Ingredientes: 2 onzas de realidad, 1 onza de ficción, 4 gotas de ironía, 1 pizca de mala leche.
Preparación: Mezclar todos los ingredientes en el procesador de textos y servir adornado con signos de puntuación. Puede completarse con ginebra, vodka, tequila…
Tras la barra cada viernes Concha Mayo, nacida en Barcelona, escritora y fotógrafa ocasional.
Puede que fuera cosa del destino que Marieta fuera a parar a la cafetería donde Ernesto leía plácidamente una novela. Irrumpió en el local hablando a voz en grito por el móvil y arrastrando, con la otra mano, al fruto de sus entrañas cargado con una abultada mochila llena de libros, que debía contribuir a hacer de él un hombre de provecho, pero tan solo había conseguido provocarle una desviación de columna.
Para Ernesto aquella aparición fue un desatino. Aficionado al café, gustaba del placer de la lectura en su cafetería habitual; un lugar de luz cálida, cómodas butacas, gente discreta y música suave. Pero tras la irrupción de Marieta y su criatura, había sido incapaz de pasar página, se distraía en cada coma y perdía el hilo en cada punto y aparte.
Marieta pidió un agua para ella y un zumo envasado para su retoño; de haberse molestado en leer la etiqueta, habría visto que apenas contenía un 4% de zumo de frutas. El chiquillo, que además se ser hijo de aquella mujer, lo era de su tiempo y de una alimentación industrial rica en toxinas y azúcares, padecía un trastorno de hiperactividad con el que torturaba a todo el que tenía a su alcance, excepto a su madre, que se mostraba inmune a su falta de educación y parecía haberse vuelto sorda a los agudos grititos que emitía desde cualquier ángulo de local, reclamando su esquiva atención:
-¡Mamá, mamá, mira! ¡Mira lo que hago, mamá! ¡Mamá…!

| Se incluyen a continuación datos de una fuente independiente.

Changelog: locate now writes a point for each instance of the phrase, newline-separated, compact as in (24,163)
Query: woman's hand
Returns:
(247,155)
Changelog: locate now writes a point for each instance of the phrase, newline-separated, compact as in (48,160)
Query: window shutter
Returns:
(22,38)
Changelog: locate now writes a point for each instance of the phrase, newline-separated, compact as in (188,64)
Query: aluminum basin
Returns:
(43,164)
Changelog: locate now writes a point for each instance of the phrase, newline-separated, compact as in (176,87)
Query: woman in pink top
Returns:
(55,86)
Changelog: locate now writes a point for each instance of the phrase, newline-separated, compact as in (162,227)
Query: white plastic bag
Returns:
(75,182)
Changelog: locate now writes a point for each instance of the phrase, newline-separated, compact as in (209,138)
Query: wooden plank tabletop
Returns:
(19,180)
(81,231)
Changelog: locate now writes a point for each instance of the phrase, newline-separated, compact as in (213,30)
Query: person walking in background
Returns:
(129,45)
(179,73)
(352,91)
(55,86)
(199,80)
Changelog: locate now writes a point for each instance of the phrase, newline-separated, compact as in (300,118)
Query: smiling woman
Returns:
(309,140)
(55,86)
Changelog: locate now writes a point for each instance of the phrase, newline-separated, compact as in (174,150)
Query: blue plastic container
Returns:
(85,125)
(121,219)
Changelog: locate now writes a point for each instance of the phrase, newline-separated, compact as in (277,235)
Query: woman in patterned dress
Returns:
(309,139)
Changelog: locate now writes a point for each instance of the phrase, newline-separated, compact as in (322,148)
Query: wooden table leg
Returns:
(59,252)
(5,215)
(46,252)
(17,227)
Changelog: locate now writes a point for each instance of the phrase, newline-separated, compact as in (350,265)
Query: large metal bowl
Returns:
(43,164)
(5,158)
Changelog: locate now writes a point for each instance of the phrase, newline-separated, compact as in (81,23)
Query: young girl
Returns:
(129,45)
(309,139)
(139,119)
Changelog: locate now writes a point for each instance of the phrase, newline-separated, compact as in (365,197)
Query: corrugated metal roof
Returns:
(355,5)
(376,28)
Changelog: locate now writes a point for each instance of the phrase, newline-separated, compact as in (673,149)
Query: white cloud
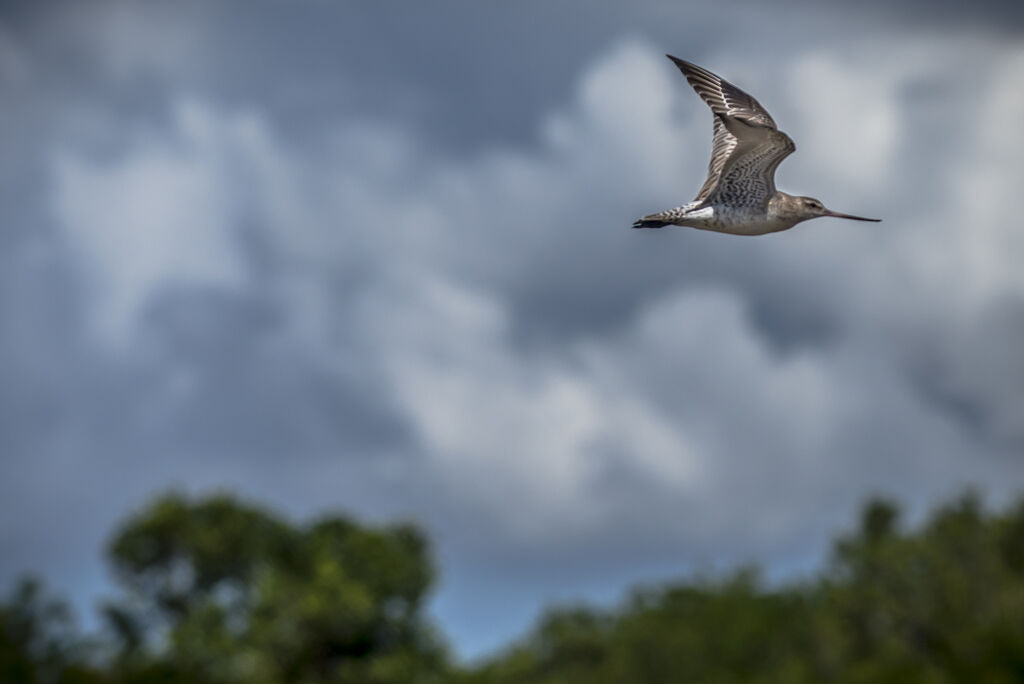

Mamá, en vez de mirarle o de levantarse, de cogerlo por una oreja y obligarle a estar sentado un rato o de pegar un grito ella misma y poner fin a la algarabía, parloteaba por el móvil ajena en cuerpo y alma a las correrías del fruto de su vientre, que estuvo a punto de hacerse compota tras tropezar con el pie de Ernesto y abrirse la cabeza.
Ante el cambio de ritmo en los gritos proferidos por el chico, la madre levantó la vista, cortó en seco la conversación y se apresuró a socorrer a su niño llevándoselo entre aspavientos y alaridos al hospital, a que le curasen la brecha abierta en su cabeza, que había dejado un charquito burdeos en el suelo.
Ernesto respiró aliviado, volvió a meter el pie bajo la mesa y, mientras se arrellanaba en su butaca preferida, pensó “hasta el destino necesita de vez en cuando que le echen un cable”.